Duality in linearized gravity

TL;DR

This work demonstrates that $SO(2)$ duality rotations of the linearized gravitational curvature can be extended to a symmetry of the Pauli-Fierz action in four dimensions by introducing two local symmetric two-index superpotentials. The duality acts as an $SO(2)$ rotation on the pair of potentials $(P_{mn},\\Phi_{mn})$, yielding a Maxwell-like action with a conserved Noether charge that has a Chern-Simons-like form. The authors derive explicit transformation rules, prove invariance of the Hamiltonian and kinetic terms, and present a manifestly duality-invariant $SO(2)$-vector formulation. These results deepen the understanding of gravitational duality in the linear regime and hint at connections to hidden symmetries in dimensional reduction and potential extensions to non-linear gravity.

Abstract

We show that duality transformations of linearized gravity in four dimensions, i.e., rotations of the linearized Riemann tensor and its dual into each other, can be extended to the dynamical fields of the theory so as to be symmetries of the action and not just symmetries of the equations of motion.
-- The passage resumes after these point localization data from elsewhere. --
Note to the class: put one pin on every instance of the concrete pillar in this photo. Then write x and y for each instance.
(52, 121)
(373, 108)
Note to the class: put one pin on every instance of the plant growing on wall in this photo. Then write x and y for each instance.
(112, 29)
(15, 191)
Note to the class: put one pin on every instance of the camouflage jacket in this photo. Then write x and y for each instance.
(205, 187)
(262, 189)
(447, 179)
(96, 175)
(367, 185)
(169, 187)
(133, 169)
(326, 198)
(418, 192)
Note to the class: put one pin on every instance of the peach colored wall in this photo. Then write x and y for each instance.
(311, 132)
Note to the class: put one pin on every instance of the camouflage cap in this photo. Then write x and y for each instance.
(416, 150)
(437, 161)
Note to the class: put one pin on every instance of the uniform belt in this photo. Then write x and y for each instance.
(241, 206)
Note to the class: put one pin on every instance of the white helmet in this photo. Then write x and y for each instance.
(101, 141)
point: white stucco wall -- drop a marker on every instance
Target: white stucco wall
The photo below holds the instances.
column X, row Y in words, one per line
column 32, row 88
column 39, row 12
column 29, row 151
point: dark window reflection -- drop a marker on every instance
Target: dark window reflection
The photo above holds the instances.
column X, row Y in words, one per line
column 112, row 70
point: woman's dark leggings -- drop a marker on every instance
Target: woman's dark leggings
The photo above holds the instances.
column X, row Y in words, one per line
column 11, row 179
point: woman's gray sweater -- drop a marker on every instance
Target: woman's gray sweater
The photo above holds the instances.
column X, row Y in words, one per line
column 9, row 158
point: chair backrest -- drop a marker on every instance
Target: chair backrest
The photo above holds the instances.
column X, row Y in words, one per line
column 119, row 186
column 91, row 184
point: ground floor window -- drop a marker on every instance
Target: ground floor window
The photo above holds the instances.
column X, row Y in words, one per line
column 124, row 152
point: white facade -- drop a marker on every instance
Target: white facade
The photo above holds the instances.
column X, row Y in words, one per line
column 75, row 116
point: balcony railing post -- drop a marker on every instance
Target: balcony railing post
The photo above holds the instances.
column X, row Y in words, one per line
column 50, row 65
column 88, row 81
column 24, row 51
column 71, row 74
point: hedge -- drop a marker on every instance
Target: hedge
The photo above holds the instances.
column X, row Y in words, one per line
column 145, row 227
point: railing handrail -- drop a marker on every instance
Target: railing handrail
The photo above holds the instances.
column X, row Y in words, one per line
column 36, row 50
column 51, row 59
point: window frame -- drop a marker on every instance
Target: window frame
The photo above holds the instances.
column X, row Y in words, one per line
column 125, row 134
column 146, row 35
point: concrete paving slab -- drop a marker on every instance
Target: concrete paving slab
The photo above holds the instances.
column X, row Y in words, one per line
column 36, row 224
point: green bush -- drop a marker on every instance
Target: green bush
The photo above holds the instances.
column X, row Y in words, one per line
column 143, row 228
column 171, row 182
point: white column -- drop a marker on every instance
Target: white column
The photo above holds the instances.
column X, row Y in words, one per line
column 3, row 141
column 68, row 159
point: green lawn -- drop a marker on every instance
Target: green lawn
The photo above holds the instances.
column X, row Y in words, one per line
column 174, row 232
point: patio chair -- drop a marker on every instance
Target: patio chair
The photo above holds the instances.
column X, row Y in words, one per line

Our approach relies on the introduction of two "superpotentials", one for the spatial components of the spin-2 field and the other for their canonically conjugate momenta. These superpotentials are two-index, symmetric tensors. They can be taken to be the basic dynamical fields and appear locally in the action. They are simply rotated into each other under duality. In terms of the superpotentials, the canonical generator of duality rotations is found to have a Chern-Simons like structure, as in the Maxwell case.